I’m ecstatic that the arts and creativity seem to be enjoying a little renaissance, especially in the area of healthcare for young and older people. Medicine and surgeons can do wonderful things but not heal the psyche and as the famous ad once said, arts can refresh the parts other treatments cannot reach.

I am going to hold on to these thoughts as I continue my process in creating work opportunities for therapeutic dance and Dance Movement Psychotherapy. This kind of work IS needed and vital to bring us back into our bodies, reconnect at a physical level, and celebrate the human spirit.

This new journal from the Arts Council – Create – is a fascinating insight into how wellbeing and the arts are inextricably linked. A survey accompanying the publication found that two thirds (64%) of adults think the arts can improve people’s overall sense of wellbeing and three in five adults (60%) saying that having more arts and culture in their local area would make it a better place to live (from People Dancing website).

Create – a journal about the impact of arts on wellbeing

 

No sugar-coating – a new ballet about psychosis

Wow, this is fascinating: I think I’m more intrigued by the process of constructing this new ballet than possibly watching it. Ludovic Ondivela observed people with psychosis in hospital and used the movement patterns including twitches and other “ugliness” (his words) to bring a sense of realism to the more usually ‘ethereal’ realm of ballet. No floaty sugar princesses here…
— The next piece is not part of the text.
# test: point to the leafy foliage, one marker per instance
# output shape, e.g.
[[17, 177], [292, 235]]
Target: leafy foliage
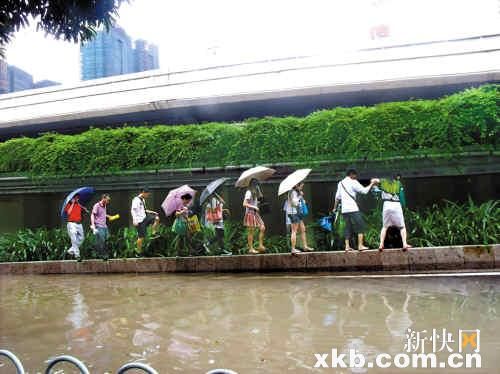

Cassandra – article from The Independent

Dance Movement Psychotherapists also use movement observation and analysis tools to help understand a person’s psychological or emotional state. We use Laban Movement Analysis to look at the intention behind a client’s way of moving – which can be amplified during creative dance sessions. We also use the Kestenberg Movement Profile which links patterns and rhythms of movement to developmental stages: think about the oral fixations of smoking or chewing gum? Underneath the person is seeking soothing and satisfaction from their mother to take away frustration or inner conflict. We’re alot more complex than that but it’s sometimes the little things that tell A LOT.

How about the person who pats you on the back as you hug, as a signal to let go?
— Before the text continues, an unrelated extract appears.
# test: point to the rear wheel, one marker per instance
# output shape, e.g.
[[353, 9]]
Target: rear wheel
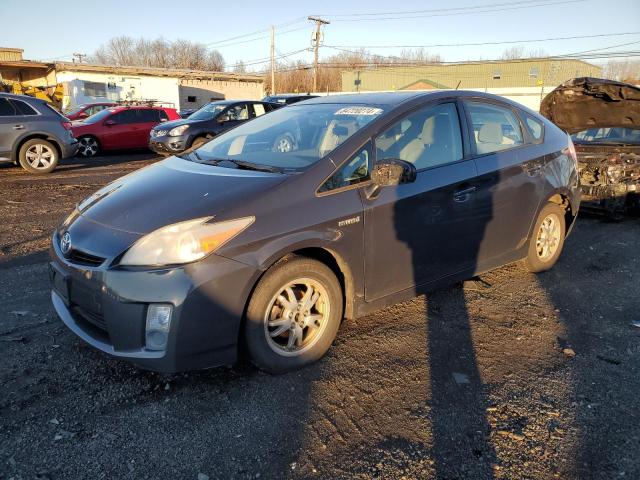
[[293, 315], [547, 240], [88, 146], [38, 156]]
They have had enough of intimacy and need to separate: it’s akin to an infant’s bite reflex that tells Mum in no uncertain terms the child has had enough.

Movement analysis is about more than body language, which tends to be static: these tools help look at a person’s whole being, including connection or disconnection between body parts and how they respond to the environment. Fascinating stuff. It certainly makes a Tube journey infinitely more interesting.

So, back to Cassandra: will she be cured, should she be cured, what constitutes being ‘cured’?

Should pharmacotherapy prevail in cases like this or could it be a ‘chemical cosh’ suppressing a person’s identity to make them ‘fit’ our view of normality. Could there be a different way to help people manage their mental health problems whilst retaining their soul?

That debate could run and run: I hope the ballet is received well too and raises discussion and awareness of its subject.